Suzanne Miles, whose ethics and competence were questioned in a recent accreditor's report on problems at the school, retired virtually overnight, announcing late Thursday that she'd be gone as of today.

"This has been something I have been thinking about for a long time," Miles said in a news release issued around 7:30 p.m.

Miles didn't respond to questions from the Arizona Daily Star about why she was leaving with so much time remaining on her two-year contract, and whether recent criticism of her job performance played any role in her decision.

The contract for her current post doesn't expire until June 30, 2014.

The Star emailed questions to Miles four hours before her public announcement, after receiving a tip that she would step down.

Miles' sudden departure after 27 years marks a 180-degree turn of fortune for the woman who, last year, came within one vote of being named to PCC's top job.

For most of the past decade, Miles served as second-in-command to former PCC chancellor Roy Flores, who left the college last year accused of sexually harassing eight women over his nine years on the job. He denied wrongdoing.

A recent accreditor's investigation of the school confirmed that harassment occurred and said it was "highly unlikely" that Miles knew nothing about Flores' misconduct given their close work relationship.

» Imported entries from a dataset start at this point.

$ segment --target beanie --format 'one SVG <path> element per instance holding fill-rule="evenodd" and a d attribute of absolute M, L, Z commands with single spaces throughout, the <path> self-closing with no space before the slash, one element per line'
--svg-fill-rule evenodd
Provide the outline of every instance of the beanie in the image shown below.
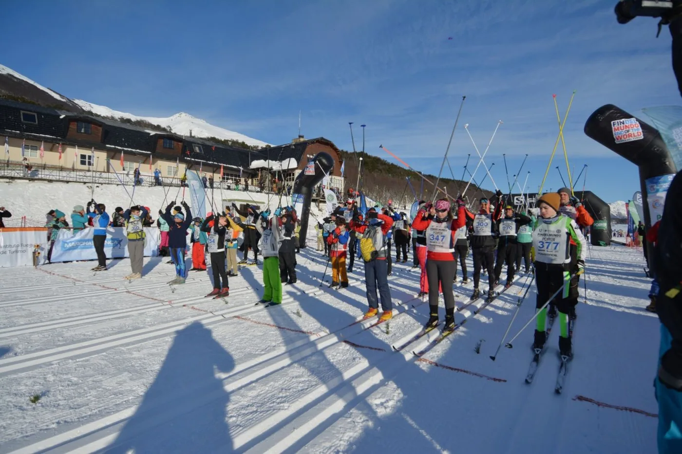
<path fill-rule="evenodd" d="M 556 192 L 548 192 L 538 199 L 537 205 L 539 205 L 541 202 L 546 203 L 553 208 L 554 211 L 559 211 L 559 205 L 561 204 L 561 198 Z"/>

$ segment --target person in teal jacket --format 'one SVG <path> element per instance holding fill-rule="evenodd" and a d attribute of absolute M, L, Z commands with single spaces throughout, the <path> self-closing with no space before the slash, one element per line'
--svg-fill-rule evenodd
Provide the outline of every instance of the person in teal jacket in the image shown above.
<path fill-rule="evenodd" d="M 192 221 L 194 223 L 190 224 L 190 230 L 192 231 L 190 235 L 190 241 L 192 242 L 192 269 L 190 271 L 205 271 L 206 254 L 204 252 L 209 237 L 205 232 L 201 231 L 201 217 L 195 217 Z"/>
<path fill-rule="evenodd" d="M 537 219 L 533 215 L 531 210 L 528 210 L 528 217 L 531 218 L 531 223 L 524 226 L 520 226 L 518 231 L 516 232 L 516 269 L 521 268 L 521 258 L 524 260 L 524 264 L 526 266 L 525 271 L 528 273 L 531 271 L 531 247 L 533 246 L 533 228 L 535 225 Z"/>
<path fill-rule="evenodd" d="M 87 225 L 87 216 L 85 215 L 85 209 L 83 205 L 74 207 L 74 212 L 71 213 L 71 225 L 74 232 L 82 230 Z"/>

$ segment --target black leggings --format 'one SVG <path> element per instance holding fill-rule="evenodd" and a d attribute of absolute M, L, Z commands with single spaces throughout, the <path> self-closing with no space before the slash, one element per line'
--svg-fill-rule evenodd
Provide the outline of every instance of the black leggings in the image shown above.
<path fill-rule="evenodd" d="M 225 272 L 225 251 L 211 253 L 211 271 L 213 274 L 213 288 L 229 288 L 227 273 Z M 222 286 L 220 286 L 220 279 Z"/>
<path fill-rule="evenodd" d="M 456 269 L 457 262 L 455 260 L 426 260 L 426 279 L 428 279 L 430 306 L 438 306 L 438 288 L 440 283 L 443 288 L 443 299 L 445 302 L 445 309 L 454 308 L 455 296 L 452 294 L 452 284 L 455 279 Z"/>
<path fill-rule="evenodd" d="M 488 270 L 488 285 L 489 290 L 492 290 L 495 285 L 495 259 L 493 256 L 493 247 L 474 247 L 473 252 L 473 288 L 478 288 L 478 283 L 481 279 L 481 268 L 486 267 Z"/>

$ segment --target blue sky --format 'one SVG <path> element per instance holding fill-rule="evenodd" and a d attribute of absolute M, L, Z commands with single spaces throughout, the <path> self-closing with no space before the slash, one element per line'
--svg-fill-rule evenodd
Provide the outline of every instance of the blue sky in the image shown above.
<path fill-rule="evenodd" d="M 366 151 L 392 159 L 383 144 L 433 174 L 466 95 L 450 162 L 459 178 L 475 157 L 464 123 L 482 153 L 503 120 L 486 162 L 503 190 L 503 153 L 512 180 L 529 154 L 521 178 L 530 170 L 537 190 L 559 131 L 552 95 L 563 117 L 575 89 L 570 166 L 587 164 L 587 189 L 611 202 L 639 190 L 637 168 L 584 134 L 587 117 L 611 103 L 646 120 L 644 107 L 679 104 L 669 32 L 619 25 L 614 1 L 18 2 L 3 12 L 0 63 L 70 97 L 184 111 L 273 144 L 296 136 L 299 109 L 306 137 L 345 149 L 348 122 L 356 145 L 365 123 Z M 563 185 L 557 165 L 567 178 L 563 155 L 546 190 Z"/>

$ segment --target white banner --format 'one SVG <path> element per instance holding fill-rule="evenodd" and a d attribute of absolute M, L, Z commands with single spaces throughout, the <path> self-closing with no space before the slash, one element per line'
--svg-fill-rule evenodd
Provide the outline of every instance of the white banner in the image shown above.
<path fill-rule="evenodd" d="M 128 257 L 128 238 L 123 227 L 107 227 L 104 241 L 104 254 L 107 258 Z M 90 260 L 97 258 L 95 245 L 92 242 L 95 229 L 84 228 L 74 233 L 73 230 L 62 229 L 55 241 L 52 249 L 53 262 L 70 260 Z M 161 234 L 155 227 L 145 227 L 145 256 L 155 256 L 159 253 Z"/>
<path fill-rule="evenodd" d="M 0 229 L 0 268 L 32 267 L 38 245 L 38 264 L 47 261 L 46 228 Z"/>

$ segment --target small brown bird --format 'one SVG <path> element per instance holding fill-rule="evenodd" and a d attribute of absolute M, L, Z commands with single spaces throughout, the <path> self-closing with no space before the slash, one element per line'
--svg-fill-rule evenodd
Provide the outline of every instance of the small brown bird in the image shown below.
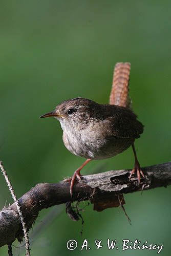
<path fill-rule="evenodd" d="M 117 66 L 115 72 L 116 68 Z M 125 82 L 125 79 L 127 80 L 127 74 L 124 78 L 123 67 L 120 69 L 122 73 L 117 79 L 117 81 L 119 79 L 120 80 L 116 88 L 122 92 L 121 86 L 123 81 Z M 128 81 L 127 82 L 127 87 Z M 135 163 L 130 178 L 136 171 L 139 184 L 140 175 L 144 177 L 134 145 L 135 140 L 139 138 L 143 133 L 143 125 L 137 120 L 137 116 L 128 107 L 129 101 L 126 96 L 128 91 L 125 91 L 126 83 L 125 84 L 123 83 L 126 92 L 121 97 L 115 88 L 115 82 L 113 82 L 112 90 L 115 89 L 115 95 L 113 93 L 113 97 L 111 97 L 110 103 L 118 101 L 119 104 L 120 100 L 118 99 L 122 99 L 123 101 L 122 104 L 125 103 L 125 106 L 98 104 L 90 99 L 76 98 L 65 100 L 58 105 L 54 111 L 40 117 L 52 116 L 57 118 L 63 130 L 63 141 L 67 148 L 73 154 L 87 159 L 74 172 L 71 179 L 71 196 L 74 181 L 77 178 L 81 181 L 80 172 L 87 163 L 93 159 L 104 159 L 116 156 L 131 145 L 133 147 Z"/>

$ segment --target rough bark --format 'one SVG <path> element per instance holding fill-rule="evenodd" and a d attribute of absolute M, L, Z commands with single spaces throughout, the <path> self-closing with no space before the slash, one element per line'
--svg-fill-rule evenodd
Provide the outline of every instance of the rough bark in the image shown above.
<path fill-rule="evenodd" d="M 129 181 L 130 170 L 111 170 L 82 176 L 82 182 L 74 184 L 72 198 L 70 194 L 70 182 L 63 181 L 36 185 L 18 200 L 28 229 L 34 224 L 40 210 L 53 205 L 90 200 L 94 204 L 95 210 L 101 211 L 119 206 L 120 199 L 124 203 L 123 193 L 166 187 L 171 184 L 171 162 L 142 169 L 145 179 L 142 179 L 139 187 L 136 176 Z M 0 211 L 0 247 L 11 244 L 16 238 L 20 241 L 23 237 L 20 220 L 13 203 Z"/>

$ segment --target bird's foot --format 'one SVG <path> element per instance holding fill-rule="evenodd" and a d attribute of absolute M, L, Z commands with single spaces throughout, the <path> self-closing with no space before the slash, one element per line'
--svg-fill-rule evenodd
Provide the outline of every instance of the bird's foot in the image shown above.
<path fill-rule="evenodd" d="M 79 182 L 81 182 L 81 175 L 80 175 L 80 170 L 82 169 L 82 168 L 86 165 L 86 164 L 89 163 L 90 161 L 91 161 L 92 159 L 87 159 L 86 161 L 82 165 L 80 166 L 78 169 L 76 170 L 75 172 L 74 172 L 74 174 L 73 175 L 73 177 L 72 178 L 69 178 L 69 179 L 67 179 L 67 180 L 65 180 L 65 181 L 71 181 L 71 184 L 70 184 L 70 195 L 72 197 L 72 195 L 73 195 L 73 186 L 74 186 L 74 181 L 77 178 L 78 180 L 78 181 Z"/>
<path fill-rule="evenodd" d="M 131 180 L 132 175 L 134 174 L 136 172 L 137 172 L 137 175 L 138 181 L 138 186 L 139 186 L 141 181 L 141 175 L 143 178 L 145 178 L 145 177 L 142 170 L 140 168 L 140 164 L 138 161 L 137 162 L 136 161 L 134 165 L 134 168 L 131 172 L 130 175 L 129 176 L 130 180 Z"/>
<path fill-rule="evenodd" d="M 74 184 L 75 180 L 77 178 L 79 182 L 81 182 L 81 175 L 80 175 L 80 170 L 79 168 L 77 169 L 75 172 L 74 172 L 74 174 L 72 178 L 70 179 L 71 184 L 70 184 L 70 195 L 72 197 L 73 195 L 73 186 Z"/>

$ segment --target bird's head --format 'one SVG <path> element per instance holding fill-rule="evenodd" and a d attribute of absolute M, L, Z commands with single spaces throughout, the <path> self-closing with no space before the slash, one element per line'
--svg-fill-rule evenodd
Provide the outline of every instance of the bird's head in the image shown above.
<path fill-rule="evenodd" d="M 63 130 L 69 127 L 81 130 L 93 118 L 97 104 L 83 98 L 67 100 L 58 105 L 54 111 L 42 115 L 40 118 L 52 116 L 57 118 Z"/>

The accreditor also said Miles had been less-than-candid in responding to its questions about the college's problems. It said Flores and members of his inner circle committed "serious breaches" of ethical standards.

A few months before the harassment allegations came to light, Flores proposed that Miles be appointed as his permanent successor when he retired as chancellor.

The proposal drew protests from PCC faculty and citizens groups, and the college's Governing Board voted 3-2 to conduct a national search instead of giving the top job to Miles.

Lee Lambert, president of Shoreline Community College in Washington state, recently was hired as PCC's new chancellor and is expected to start work July 1.

The recent accreditor's probe of PCC resulted in the college being put on two years' probation for widespread failings in governance and administration.

Miles, who'd been serving as interim chancellor since Flores' departure, resigned that job a few days after the accreditor's decision, saying her continued presence in the role "could be viewed as an obstacle to moving forward."

Since then, she's been president of PCC's community campus. Under Flores, she served as provost and executive vice chancellor.

The PCC news release announcing Miles' retirement made no mention of the controversies surrounding her service.

It focused instead on the array of positions she's held at the college, and on a list of achievements it said she had made as interim chancellor.

It credited Miles with advancing "several initiatives to increase transparency and accountability" such as setting up an anonymous hotline for employees to report harassment and other wrongdoing.

Darla Zirbes, vice president of instruction at community campus, will take over there until a new campus president is hired.